Beijing often cites Russia's recent history as "proof" that democracy is wrong for China. But this ignores vast cultural and historical differences. The Russian experience with total central planning persisted far longer than did China's. And the Russian economy is now dominated by ex-KGB agents and gangsters; China's is freer. Beijing also says democracy is unsuitable for a country that has had to endure 5,000 years of feudalism. (That's one of Premier Zhu's favorite sound bites; listen for it in the U.S.) But Taiwan's thriving democracy shows the fallacy of that argument. Beijing's recent moves to lock up a few people who tried to form a political party--a right supposedly guaranteed by the Chinese constitution--betrays acute insecurity (not to mention stupidity) among China's leaders. It is conduct unbecoming of a great nation. If honest elections were held today, does anyone doubt the Communists would win? Historically it is governments, not students or the common people, who are the source of upheaval and chaos, for they alone have the power to implement disastrous policies.

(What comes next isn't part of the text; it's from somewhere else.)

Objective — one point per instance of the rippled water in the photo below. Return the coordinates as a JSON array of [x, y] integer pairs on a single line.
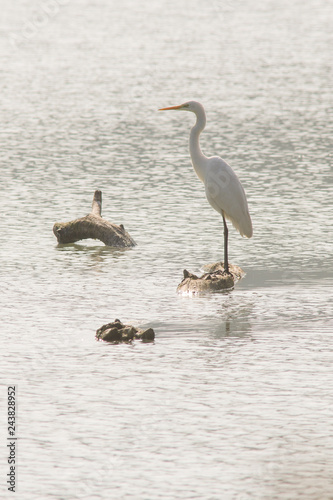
[[234, 399]]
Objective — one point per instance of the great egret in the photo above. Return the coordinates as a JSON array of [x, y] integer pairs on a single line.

To gain the respect Beijing feels it is unfairly denied, it must stop its pettiness toward its own citizens and level with them. The legacy of the Communist Party is one of brutality against its citizens. The bloody suppression of the Tiananmen democracy movement in 1989 is but a footnote compared with the tens of millions who died during the Great Leap Forward and the Cultural Revolution. Neither Chinese President Jiang Zemin nor Premier Zhu had anything to do with those murderous policies, and they should consider coming clean with the Party's sordid past if they want a place in history.
The Germans have apologized for their Nazis, though no current leaders were themselves responsible for past atrocities. Taiwan's President Lee Teng-hui has similarly apologized for the Kuomintang's massacre of thousands of Taiwanese in 1947. Leaders of both societies have gained universal respect for their moral integrity. Japan lacks that in Asia precisely because it refuses to forthrightly address its past. The magnanimity of those in power toward political opponents is not weakness. President Nelson Mandela of South Africa has successfully advocated public reconciliation between black citizens and their former white oppressors, while South Korean President Kim Dae Jung forgave his predecessors who wanted him killed. Both nations are nobler for it.
If Beijing ever finds the moral backbone to come to terms with its past, Chinese leaders like Zhu will find in future visits to America a welcome warm beyond their boldest wish. Unfortunately, that day still seems far off.